Misak-ı Milli’nin ve Erzurum Kongresi’nin tarihimizdeki yeri çok önemlidir. Öyle ki bölgesel nitelikteki Kurtuluş Hareketleri bu kongre ile ulusal boyuta ulaştırılmıştır. Atatürk’ün başkanlığında bir Heyet-i Temsiliye kurulmuştur. Ülkemiz hudutları yukarıdaki harita da olduğu gibi belirlenmiştir. Yurt için önemli kararlar alınmıştır.
Alınan kararlar şunlardır;
1) Doğu Anadolu ve Trabzon illeri ile Canik Sancağı hiçbir bahane ile birbirinden ve Osmanlı toplumundan ayrılmaz bir bütündür.
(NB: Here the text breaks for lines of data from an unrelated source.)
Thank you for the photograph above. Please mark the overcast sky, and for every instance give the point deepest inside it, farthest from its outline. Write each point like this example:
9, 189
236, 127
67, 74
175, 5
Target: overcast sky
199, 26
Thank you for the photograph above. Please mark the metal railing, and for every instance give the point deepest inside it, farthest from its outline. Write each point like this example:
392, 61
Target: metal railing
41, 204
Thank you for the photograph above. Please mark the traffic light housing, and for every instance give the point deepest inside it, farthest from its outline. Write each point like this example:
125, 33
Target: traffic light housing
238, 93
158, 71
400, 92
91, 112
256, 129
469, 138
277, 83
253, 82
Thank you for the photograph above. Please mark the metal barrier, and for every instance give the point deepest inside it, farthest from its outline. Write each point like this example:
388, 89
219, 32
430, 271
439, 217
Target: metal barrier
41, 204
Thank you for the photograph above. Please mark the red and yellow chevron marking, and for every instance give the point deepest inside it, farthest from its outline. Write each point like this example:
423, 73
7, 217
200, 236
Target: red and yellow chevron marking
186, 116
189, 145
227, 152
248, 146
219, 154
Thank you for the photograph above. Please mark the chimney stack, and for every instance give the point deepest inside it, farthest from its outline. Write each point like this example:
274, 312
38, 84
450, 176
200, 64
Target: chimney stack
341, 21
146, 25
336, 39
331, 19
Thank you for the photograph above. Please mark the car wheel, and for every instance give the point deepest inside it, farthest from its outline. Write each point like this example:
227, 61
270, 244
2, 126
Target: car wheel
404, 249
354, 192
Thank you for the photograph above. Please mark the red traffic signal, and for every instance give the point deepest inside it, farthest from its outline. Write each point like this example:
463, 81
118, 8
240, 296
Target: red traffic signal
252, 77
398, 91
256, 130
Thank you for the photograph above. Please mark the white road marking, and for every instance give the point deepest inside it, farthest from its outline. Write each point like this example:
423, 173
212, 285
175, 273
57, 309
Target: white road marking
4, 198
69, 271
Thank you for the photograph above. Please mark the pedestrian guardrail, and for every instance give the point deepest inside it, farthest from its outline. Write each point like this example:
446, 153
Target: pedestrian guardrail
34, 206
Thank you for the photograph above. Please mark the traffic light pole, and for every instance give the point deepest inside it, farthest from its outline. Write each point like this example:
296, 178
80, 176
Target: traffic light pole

2) Osmanlı vatanının bütünlüğü millî istiklâlimizin elde edilmesi, saltanat ve hilâfetin korunması için kuva-yi millîyeyi güçlendirmek ve millî iradeyi hâkim kılmak esastır.
3) Her türlü işgal ve müdahale, Rumluk ve Ermenilik teşkili gayesine yönelik bir hareket olarak kabul edileceğinden topluca savunmaya geçilmesi esası kabul edilmiştir. Siyasî hâkimiyet ve sosyal dengeyi bozacak şekilde, Hristiyan unsurlara yeni bir takım imtiyazlar verilmesi kabul edilmeyecektir.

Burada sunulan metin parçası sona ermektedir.